$p_0^2 + q_0^2 = 1$ and $-\sin(s) = -p_0\sin(s) + q_0\cos(s)$ $\rightarrow $ $p_0 = -\cos2s, q_0 = -\sin(2s)$

Question

How does solving $p_0^2 + q_0^2 = 1$ and $-\sin(s) = -p_0\sin(s) + q_0\cos(s)$ give $p_0 = -\cos2s $ and $q_0 = -\sin(2s)$?

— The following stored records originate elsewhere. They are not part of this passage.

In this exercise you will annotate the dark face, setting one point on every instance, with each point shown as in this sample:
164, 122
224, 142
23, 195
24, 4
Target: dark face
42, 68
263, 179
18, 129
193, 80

I can clearly see one solution is $p_0=1,q_0=0$ but can't seem to understand the other.

Answer 1

HINT : Let $p_0=\cos x $ and $q_0=\sin x$. Then the second equation becomes $$-\sin s = -\cos x\sin s + \sin x\cos s.$$ That is $$-\sin s = \sin(x-s).$$ Now solve for $x$.

Answer 2

Since $p_0^2 + q_0^2 = 1$, there is $\theta$ such that $p_0 = \cos(\theta)$ and $q_0 = \sin(\theta)$. Thus your equation becomes $$ \sin(-s) = -\sin(s) = - \cos(\theta) \sin(s) + \sin(\theta) \cos(s) = \sin(\theta - s)$$ Thus either $\theta = 2 n \pi$ or $\theta = (2n+1)\pi + 2 s$.